Ошеломленные пройдохи молча переглянулись.
– Вы не видели, как я парил в воздухе? – встревоженно спросил старик.
– Отребье жалкое, – сказал Альмайо. – Я видел сотни таких, как ты. Ноль без палочки.
Тебя вообще нет.
– Черт возьми, – в ужасе произнес старик. – Это и в самом деле конец. Я совсем обессилел.
Что же с нами теперь будет?
Его сообщник, похоже, вконец растерялся.
– Молодой человек, – заговорил он жалобно, – маэстро готов предпринять еще одну попытку…Может быть, если бы вы соизволили убрать револьвер… условия не самые, что называется, благоприятные…
А Джек уже рухнул на кровать. И лежал там, схватившись за голову.
– Ни за что мне не следовало приезжать сюда. Дома нужно было сидеть. Помнишь, что я мог прежде? А какая была публика? Помнишь, что обо мне писали? Как могло случиться подобное со мной? Кто же – со мной-то – мог такое сотворить?
– Публика никудышная, – пробурчал ассистент. – Слишком много повидали, ни во что не верят. Не стоит и рыпаться больше.
Обыкновенные люди, два несчастных человечка – что-то пытаются из себя корчить, пыжатся обмануть самих себя, как-то успокоить. Не станет он их убивать. Они заслуживают того, чтобы жить, оставаться на этой грязной земле, ползать по ней – словно черви. Альмайо повернулся и вышел; схватился за перила и, пошатываясь, спустился с лестницы.
Сидящие в баре видели, как он, словно пьяный, прошел через холл и растворился в слепящем солнечном свете.
На мгновение замер – будто незрячий; потом огляделся.
Телохранители исчезли. Все еще цеплялись за землю, дорожа тем, что она может им предложить.
И тут он увидел перед собой американку. В ярком свете полудня совсем непросто было вновь обрести зрение; земля качалась и норовила уйти из-под ног.
Но это и в самом деле была она.

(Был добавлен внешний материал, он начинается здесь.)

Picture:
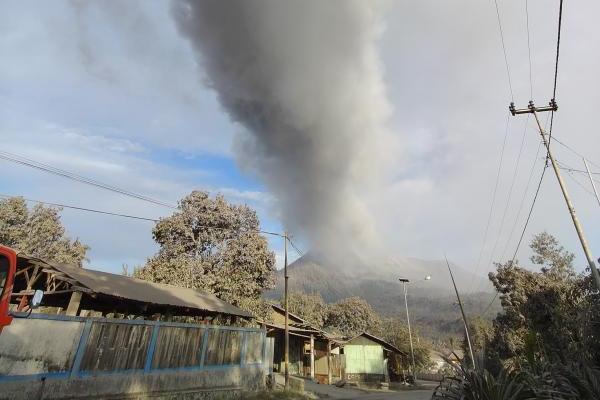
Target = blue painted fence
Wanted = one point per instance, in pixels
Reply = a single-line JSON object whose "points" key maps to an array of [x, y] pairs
{"points": [[60, 347]]}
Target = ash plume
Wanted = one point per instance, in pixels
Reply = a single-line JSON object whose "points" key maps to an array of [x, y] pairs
{"points": [[303, 81]]}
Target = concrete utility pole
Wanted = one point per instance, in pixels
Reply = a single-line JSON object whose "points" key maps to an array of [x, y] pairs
{"points": [[462, 311], [287, 325], [412, 353], [532, 109], [587, 168]]}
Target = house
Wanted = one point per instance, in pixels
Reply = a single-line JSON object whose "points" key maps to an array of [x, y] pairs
{"points": [[306, 342], [327, 358], [74, 289], [366, 359]]}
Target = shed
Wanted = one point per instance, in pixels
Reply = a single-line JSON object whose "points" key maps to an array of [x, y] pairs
{"points": [[74, 288], [366, 357]]}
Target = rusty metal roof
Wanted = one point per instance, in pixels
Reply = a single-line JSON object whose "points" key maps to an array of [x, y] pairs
{"points": [[128, 288]]}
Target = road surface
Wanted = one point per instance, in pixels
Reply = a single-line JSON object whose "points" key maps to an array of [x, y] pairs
{"points": [[333, 392]]}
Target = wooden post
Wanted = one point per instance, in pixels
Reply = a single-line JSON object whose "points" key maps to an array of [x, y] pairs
{"points": [[312, 357], [329, 362], [73, 307]]}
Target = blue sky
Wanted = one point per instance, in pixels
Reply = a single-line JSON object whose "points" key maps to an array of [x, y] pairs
{"points": [[112, 92]]}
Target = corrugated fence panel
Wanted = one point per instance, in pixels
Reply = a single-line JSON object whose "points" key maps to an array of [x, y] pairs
{"points": [[254, 347], [177, 347], [223, 347], [114, 346]]}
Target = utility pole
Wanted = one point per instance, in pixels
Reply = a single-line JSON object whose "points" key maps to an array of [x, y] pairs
{"points": [[587, 168], [532, 109], [462, 311], [412, 353], [287, 326]]}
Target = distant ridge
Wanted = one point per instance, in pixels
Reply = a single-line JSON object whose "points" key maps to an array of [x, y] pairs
{"points": [[431, 302]]}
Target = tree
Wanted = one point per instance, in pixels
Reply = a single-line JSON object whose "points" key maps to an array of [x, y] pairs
{"points": [[541, 310], [215, 246], [395, 332], [38, 232], [310, 307], [352, 316]]}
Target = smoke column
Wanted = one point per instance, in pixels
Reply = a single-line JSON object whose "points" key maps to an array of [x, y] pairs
{"points": [[303, 80]]}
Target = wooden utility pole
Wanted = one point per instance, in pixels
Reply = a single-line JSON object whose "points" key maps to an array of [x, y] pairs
{"points": [[532, 109], [587, 168], [286, 357], [412, 352], [462, 311]]}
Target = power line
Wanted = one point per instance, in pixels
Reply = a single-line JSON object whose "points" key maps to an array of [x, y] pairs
{"points": [[537, 191], [512, 231], [75, 177], [487, 226], [555, 73], [510, 191], [512, 97], [566, 146], [529, 48], [81, 208], [92, 210]]}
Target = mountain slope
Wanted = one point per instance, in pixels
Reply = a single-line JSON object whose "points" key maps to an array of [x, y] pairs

Хорошо знакомый ореол светлых волос, губы – столько раз им оскверненные и почему-то вовсе не утратившие при этом своей чистоты и нежности; глаза – особенно глаза – такие любящие, преданные и правильные, что он сплюнул и, оттолкнув ее, попытался убежать, спотыкаясь об уходящую из-под ног землю. Он услышал ее голос, почувствовал ее руку – она поддерживала его, и опять увидел в ее взгляде то, чего больше всего боялся: перед ним стояло само воплощение небесной доброты и сострадания, и оно пыталось его погубить, встав между ним и той единственной силой, которой он – кужон, собачий сын, выросший в дерьме и прекрасно изучивший эту дерьмовую землю, – мог довериться.
– Хосе, послушай меня. Хосе… Ты слышишь? Нужно сдаться. Я останусь с тобой. Я им скажу… Соединенные Штаты вмешаются немедленно, не могут они бросить на произвол судьбы эту страну… Хосе! Тебе, может быть, придется на какое-то время уехать отсюда… Выбрать какое-нибудь посольство… Весь мир знает, сколько ты сделал для своей страны…
Он взвыл и вытащил револьвер.
Но убить ее он не мог. Это ведь куда опаснее. Она запросто их там убедит. Если он убьет ее, то и в самом деле станет предателем – предаст свою расу, кровь, гордость, то дерьмо, в котором вырос. Утратит то немногое, что имеет: честь и достоинство собаки, признающей над собой лишь одного хозяина – того, на кого молятся все собаки вселенского собачьего братства. Потеряет последний свой шанс – отыскать его наконец и преданно положить ему на колени свою голову. Он ведь знает, что они – там, наверху – выслушают ее. А она будет неустанно за него ходатайствовать, говорить всякие сложные научные слова; и потом – никто не может перед ней устоять. Наговорит она им там и про психологию, и про дороги, всякие там телефонные сети и дома культуры. И расскажет о своей любви.